Media release: New Zealand ranks second to last in international packaging recyclability trial

The results are in and it seems New Zealand clean green image isn’t so squeaky clean when it comes to recycling packaging.

Consumer organisations, including Consumer NZ, from nine countries assessed packaging recyclability and labelling of 11 popular products.

New Zealand ranked second to last in the trial, with 57% of the packaging assessed as not recyclable – only Brazil fared worse. In comparison, Australia had a 14% non-recyclable rate. France, Hong Kong, India, Malaysia, Portugal, and the United Kingdom also participated.

Products assessed were available in each country. The five products that weren’t easily recyclable in Aotearoa were:

  • KitKat chocolate bar
  • M&M Peanut chocolates
  • Pringles chips
  • San Pellegrino Sparkling Water
  • Toblerone chocolate bar.

The packaging for Pringles was particularly bad, consisting of a tube made of mixed materials (plastic, cardboard, foil and aluminium) that can’t be easily separated. 

“It’s disappointing to see how poorly New Zealand fared when it comes to packaging recyclability. With 57% of packaging assessed as not recyclable, there’s a lot of room for improvement.
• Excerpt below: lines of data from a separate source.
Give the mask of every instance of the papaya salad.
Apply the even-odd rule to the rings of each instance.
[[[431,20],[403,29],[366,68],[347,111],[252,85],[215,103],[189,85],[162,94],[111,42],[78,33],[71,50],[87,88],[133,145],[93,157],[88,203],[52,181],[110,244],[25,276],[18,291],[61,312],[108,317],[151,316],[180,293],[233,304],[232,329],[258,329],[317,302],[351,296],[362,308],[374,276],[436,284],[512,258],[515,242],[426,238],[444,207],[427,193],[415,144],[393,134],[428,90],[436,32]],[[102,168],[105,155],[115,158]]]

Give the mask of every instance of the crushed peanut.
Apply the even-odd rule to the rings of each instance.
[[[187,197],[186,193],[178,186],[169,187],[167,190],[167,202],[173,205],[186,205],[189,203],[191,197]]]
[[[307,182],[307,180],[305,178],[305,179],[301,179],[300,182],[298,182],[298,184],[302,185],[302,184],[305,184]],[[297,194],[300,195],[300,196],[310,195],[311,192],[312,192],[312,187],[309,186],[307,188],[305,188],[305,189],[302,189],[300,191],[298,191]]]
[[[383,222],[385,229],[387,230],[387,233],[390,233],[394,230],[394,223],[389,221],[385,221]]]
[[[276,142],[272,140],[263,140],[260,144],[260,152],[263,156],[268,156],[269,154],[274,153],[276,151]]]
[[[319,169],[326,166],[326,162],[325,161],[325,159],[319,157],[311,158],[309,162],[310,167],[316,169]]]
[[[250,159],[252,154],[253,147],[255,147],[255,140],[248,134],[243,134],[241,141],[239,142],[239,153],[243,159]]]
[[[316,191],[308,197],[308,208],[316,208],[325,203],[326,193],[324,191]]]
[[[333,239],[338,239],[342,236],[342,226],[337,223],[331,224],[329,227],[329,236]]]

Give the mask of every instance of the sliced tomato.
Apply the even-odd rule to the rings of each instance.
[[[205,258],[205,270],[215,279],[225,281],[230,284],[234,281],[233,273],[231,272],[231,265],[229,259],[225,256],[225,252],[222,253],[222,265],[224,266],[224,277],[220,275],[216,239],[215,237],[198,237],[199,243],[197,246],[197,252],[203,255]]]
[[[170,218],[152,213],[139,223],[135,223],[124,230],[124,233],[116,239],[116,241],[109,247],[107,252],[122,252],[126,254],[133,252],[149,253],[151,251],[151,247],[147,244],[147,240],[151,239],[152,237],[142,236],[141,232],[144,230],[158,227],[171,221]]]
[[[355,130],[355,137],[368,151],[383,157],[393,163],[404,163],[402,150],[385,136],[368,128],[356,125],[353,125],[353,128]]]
It certainly doesn’t line up with the clean green image we pride ourselves on,” Consumer NZ chief executive Jon Duffy said.

“Part of the issue is that our recycling capabilities vary greatly throughout the country.”

The trial found that no product was 100% recyclable and labelling was often unclear and confusing for consumers.

What can you do? 

  • Choose products with packaging that’s clear, sleeveless (or remove sleeves before dropping into your recycling bin), and made from plastics 1, 2 or 5.

  • Avoid mixed material packaging (for example, the Pringles tube).

  • Call on manufacturers to use more recyclable or alternative packaging, and to have clear labelling explaining how to recycle their packaging.

  • Take a few moments in the supermarket to choose a product that’s more recyclable.

  • Choose products that use recycled materials in their packaging.

  • Check with your council about what can and can’t be recycled in your area, and recycle as much as you can (and make sure it’s clean).